In the 1950s, the shift of care from large long-stay mental hospitals to a range of community-based arrangements began. Former institutional residents were discharged to live independently or the care of their families, or they were placed in group or nursing homes. At first blush, this appears to be a vastly better idea. Why not house people in facilities designed for a few people rather than several hundred? Or why not support them to live independently, finding work and friends, and living as part of the broader community? These were the policy arguments and humanitarian ideals behind the move toward community living, presented in this module through original historical documents from the deinstitutionalization era.
However, as our community partners and others whose lives intersected with this historical evolution make clear, the on-the-ground perspective breaks sharply with the values professed by the new community mental health programs. Contemporary commentators “spoke back” to the historical documents that we shared with them, noting the limitations of the new system and expressing frustrated hopes for healing. Our community experts talked about their problems accessing good care and insufficient support in reintegrating into society. Their list of the “structural determinants” of life with chronic mental health difficulties includes social isolation, poverty, long term unemployment, and difficulty accessing good housing.
How could such a well-intentioned policy have such devastating impacts?
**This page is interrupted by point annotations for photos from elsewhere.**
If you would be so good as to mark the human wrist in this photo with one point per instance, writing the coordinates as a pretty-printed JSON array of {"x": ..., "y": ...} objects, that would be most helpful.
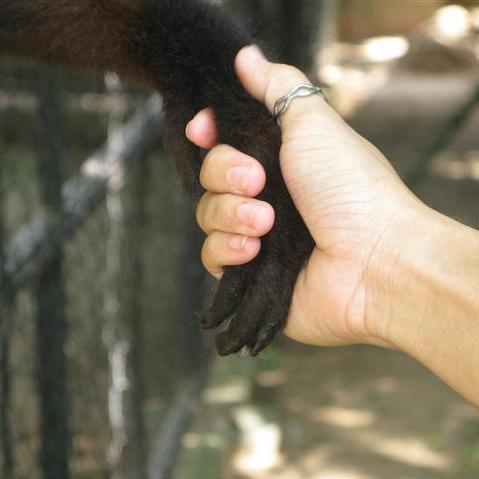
[{"x": 424, "y": 299}]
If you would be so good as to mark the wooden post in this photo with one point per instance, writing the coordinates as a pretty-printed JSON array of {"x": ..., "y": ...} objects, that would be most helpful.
[{"x": 51, "y": 322}]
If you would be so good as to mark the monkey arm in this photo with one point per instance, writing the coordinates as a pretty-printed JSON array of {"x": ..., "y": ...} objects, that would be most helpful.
[{"x": 185, "y": 49}]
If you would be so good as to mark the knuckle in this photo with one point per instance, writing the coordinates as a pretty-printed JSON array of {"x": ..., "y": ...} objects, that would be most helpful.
[
  {"x": 281, "y": 77},
  {"x": 223, "y": 213},
  {"x": 201, "y": 210},
  {"x": 212, "y": 163}
]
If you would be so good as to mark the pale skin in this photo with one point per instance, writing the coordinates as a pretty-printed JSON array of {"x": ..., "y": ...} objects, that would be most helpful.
[{"x": 386, "y": 271}]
Learning about the original plans for community mental health care in Canada gives students planning a career in the field new perspectives on this challenging question. Studies suggest that people have suffered as a result of deinstitutionalization not necessarily because the policy was a bad idea, but because it wasn’t carried out well or fully resourced. In addition, research has demonstrated that policy initiatives that focus on one aspect of recovery for individuals, while failing to provide broader supports, can lead to unintended negative consequences for people living with mental health concerns.